Finance Director Thomas Bruce is on the verge of a deal to secure the city's $11.5 million deficit bond and expects to finalize plans today once the city signs off on the offer.
The investment firm Lord Abbett has offered to finance the entire sum, and Bruce will meet with Mayor Leo Fontaine this morning to go over the final numbers, including the premium on the deal which is expected to come with an interest rate around 6%.
"There's not much that would sway our decision," Bruce said of the offer. "We're very fortunate because there haven't been a lot of groups approaching us."
At the City Council meeting Monday night, Bruce announced a preliminary agreement with the financial firm for half of the bond ($5.75 million,) which the city needs to improve its financial rating and pay debt accumulated over the past three years. An offer to finance the entire bond came through Tuesday afternoon.
The offer will relieve some serious pressure for city officials who are under a March 8 deadline to secure the financing. According to Bruce, the city has $11.9 million in notes that must be paid on March 10 to avoid default. The city's junk bond status means the debt comes with no insurance and has made securing investors a challenge. Bruce and Fontaine have worked to pick up purchasers with a sales pitch.
"We have a pretty canned one hour presentation we've done a number of times," Bruce told the Council Monday night. The finance director and mayor have held multiple teleconferences on the issue from City Hall.
Some objections to the city's plans were presented at the council meeting by Albert Brien, who questioned the legality of the council's decision to add an additional $1.5 million dollars to the bond to resolve cash flow issues with the school department.
"I don't believe what was enacted is in fact statutorily correct," Brien said. "The one and a half million to the school department... under generally accepted accounting principals and practices, this does not meet the definition of a deficit. This is not a deficit - this is a cash management issue. It's a payable and a liability, and that's it."
"You're taking a zero percent liability and converting it to a six percent liability - it doesn't make sense. This one and a half million dollars is going to cost us over four hundred thousand in interest." Brien indicated the decision could be challenged.
Bruce responded that bond council attorneys had verified the legitimacy of the action and a Feb. 7 letter by attorney Ellen Corneau stated that "an acceptable use of the funding bond is for payment to the school department."
"We can't borrow short-term anymore this fiscal year. We have been called for by our auditors to get rid of this humongous $3.7 million liability to the school and this bond gives us a pretty direct way of doing it," Bruce said.

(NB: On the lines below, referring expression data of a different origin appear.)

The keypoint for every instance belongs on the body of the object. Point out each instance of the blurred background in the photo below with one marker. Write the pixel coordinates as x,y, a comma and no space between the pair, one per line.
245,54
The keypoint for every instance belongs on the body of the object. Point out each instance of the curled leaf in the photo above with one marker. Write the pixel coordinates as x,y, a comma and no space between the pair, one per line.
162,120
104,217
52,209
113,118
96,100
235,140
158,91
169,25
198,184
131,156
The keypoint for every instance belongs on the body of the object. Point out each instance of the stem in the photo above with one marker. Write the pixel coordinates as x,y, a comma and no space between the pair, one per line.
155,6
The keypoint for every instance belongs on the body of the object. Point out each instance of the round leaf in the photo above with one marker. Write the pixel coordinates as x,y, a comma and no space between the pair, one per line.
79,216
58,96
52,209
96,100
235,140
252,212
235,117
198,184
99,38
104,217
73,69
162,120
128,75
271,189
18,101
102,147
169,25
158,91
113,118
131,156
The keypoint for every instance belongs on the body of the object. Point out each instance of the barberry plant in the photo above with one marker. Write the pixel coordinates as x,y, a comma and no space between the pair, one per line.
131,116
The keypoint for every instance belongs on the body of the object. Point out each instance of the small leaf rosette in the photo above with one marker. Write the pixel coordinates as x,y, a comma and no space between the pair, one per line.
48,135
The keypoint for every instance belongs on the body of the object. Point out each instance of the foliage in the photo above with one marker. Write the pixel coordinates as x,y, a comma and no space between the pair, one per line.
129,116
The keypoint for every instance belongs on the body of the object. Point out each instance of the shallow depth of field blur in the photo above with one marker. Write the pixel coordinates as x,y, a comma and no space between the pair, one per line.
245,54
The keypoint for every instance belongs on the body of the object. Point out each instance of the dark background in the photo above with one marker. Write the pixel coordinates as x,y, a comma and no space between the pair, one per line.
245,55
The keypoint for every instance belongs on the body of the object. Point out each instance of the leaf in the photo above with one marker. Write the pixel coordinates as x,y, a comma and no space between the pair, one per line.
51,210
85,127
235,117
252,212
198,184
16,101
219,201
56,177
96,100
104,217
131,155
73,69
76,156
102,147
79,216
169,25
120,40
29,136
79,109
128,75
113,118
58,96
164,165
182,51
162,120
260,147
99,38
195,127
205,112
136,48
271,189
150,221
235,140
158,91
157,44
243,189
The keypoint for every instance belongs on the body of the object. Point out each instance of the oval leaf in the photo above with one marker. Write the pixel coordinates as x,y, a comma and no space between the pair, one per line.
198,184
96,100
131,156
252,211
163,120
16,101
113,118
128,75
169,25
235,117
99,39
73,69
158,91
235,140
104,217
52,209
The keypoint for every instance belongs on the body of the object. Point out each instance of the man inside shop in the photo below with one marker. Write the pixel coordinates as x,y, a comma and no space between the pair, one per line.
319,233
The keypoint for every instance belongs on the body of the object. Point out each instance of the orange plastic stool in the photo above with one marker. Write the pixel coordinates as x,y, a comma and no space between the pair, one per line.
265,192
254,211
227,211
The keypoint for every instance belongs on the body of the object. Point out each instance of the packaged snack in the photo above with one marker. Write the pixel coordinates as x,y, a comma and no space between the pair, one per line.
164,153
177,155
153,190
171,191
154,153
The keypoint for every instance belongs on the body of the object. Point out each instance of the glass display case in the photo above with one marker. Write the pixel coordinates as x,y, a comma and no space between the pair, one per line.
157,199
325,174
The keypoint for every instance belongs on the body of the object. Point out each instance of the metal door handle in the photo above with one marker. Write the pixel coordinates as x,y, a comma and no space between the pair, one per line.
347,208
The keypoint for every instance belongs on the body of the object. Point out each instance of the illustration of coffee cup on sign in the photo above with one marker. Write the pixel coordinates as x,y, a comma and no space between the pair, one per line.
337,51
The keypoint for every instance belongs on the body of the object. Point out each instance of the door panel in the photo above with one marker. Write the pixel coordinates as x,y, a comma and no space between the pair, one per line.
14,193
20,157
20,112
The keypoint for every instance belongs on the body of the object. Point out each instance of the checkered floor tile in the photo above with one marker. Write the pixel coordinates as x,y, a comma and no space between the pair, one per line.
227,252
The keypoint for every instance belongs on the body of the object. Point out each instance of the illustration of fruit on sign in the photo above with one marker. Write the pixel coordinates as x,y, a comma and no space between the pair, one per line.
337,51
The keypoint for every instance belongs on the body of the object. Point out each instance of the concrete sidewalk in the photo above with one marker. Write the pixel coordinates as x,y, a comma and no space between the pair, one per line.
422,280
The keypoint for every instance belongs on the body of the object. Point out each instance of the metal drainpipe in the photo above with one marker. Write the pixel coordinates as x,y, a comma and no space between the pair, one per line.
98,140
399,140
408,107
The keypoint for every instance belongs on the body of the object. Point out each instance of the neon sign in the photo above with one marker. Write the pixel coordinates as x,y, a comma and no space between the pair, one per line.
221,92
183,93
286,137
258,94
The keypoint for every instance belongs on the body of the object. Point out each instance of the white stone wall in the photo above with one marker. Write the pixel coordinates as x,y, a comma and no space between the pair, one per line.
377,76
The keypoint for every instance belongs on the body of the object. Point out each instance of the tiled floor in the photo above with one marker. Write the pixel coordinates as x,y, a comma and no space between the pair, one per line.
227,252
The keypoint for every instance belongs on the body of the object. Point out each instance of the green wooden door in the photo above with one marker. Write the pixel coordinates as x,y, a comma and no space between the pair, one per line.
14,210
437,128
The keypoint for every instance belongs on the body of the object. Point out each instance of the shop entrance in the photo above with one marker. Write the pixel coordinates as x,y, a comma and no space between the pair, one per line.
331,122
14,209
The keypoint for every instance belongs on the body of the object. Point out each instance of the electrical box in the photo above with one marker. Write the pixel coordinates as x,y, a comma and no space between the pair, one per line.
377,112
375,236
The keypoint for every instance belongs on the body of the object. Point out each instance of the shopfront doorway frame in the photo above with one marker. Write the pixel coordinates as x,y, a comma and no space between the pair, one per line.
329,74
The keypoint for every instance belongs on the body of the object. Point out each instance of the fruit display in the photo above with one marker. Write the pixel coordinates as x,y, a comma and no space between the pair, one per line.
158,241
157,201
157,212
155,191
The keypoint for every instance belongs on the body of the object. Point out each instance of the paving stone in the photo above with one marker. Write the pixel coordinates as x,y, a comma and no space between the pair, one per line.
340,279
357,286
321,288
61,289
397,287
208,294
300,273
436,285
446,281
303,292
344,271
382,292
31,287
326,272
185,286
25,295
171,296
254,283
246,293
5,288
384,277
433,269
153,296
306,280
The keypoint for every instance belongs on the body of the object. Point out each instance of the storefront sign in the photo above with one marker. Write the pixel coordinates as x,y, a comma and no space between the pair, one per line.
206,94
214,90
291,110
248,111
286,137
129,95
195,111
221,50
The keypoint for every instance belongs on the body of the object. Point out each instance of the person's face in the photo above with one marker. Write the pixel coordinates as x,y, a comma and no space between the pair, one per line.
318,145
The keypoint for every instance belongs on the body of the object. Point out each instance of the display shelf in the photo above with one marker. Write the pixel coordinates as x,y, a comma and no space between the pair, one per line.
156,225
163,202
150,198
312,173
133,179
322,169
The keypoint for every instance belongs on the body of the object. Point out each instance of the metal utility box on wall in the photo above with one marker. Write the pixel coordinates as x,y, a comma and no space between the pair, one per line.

"In the purest form the school would have no cash of its own. It is in our interest to put ourselves in the position that immediate cash flow is not at risk," Council President John Ward added. "We are protecting ourselves from cash flow deficiencies. We do not have a pure Generally Accepted Accounting Principles deficit, we have a deficit plus a high risk of cash flow deficiency that would compromise the integrity of our financial statements and therefore, our ability to turn this thing around."
"There are some people in this community that are of the opinion that this should have gone to vote. It's a matter of principle," said Brien.
Councilwoman Suzanne Vadenais asked Bruce what would happen if the decision were challenged in court.
"We'll default. Whether the state would come in here and take over our public safety, fire and police... that might happen, based on what we've seen a little of in the past"
"The default would bring years of set-back to the city, when right now the plan as it stands, the deficit funding bond solution gets the city back into a normal financial profile in due time. After two years we should receive our investment bond rating back," Bruce said.
"Commitments from the brokerage houses are already being made. So those would have to be uprooted if we ever had to go through the shear madness and stupidity of a court challenge."
"Make no mistake, a default is a very serious issue and why anyone would want to trigger something of that nature, I'm not sure," said Fontaine.
The council is expected to discuss the city's financial outlook for the rest of the year at a work session next Monday.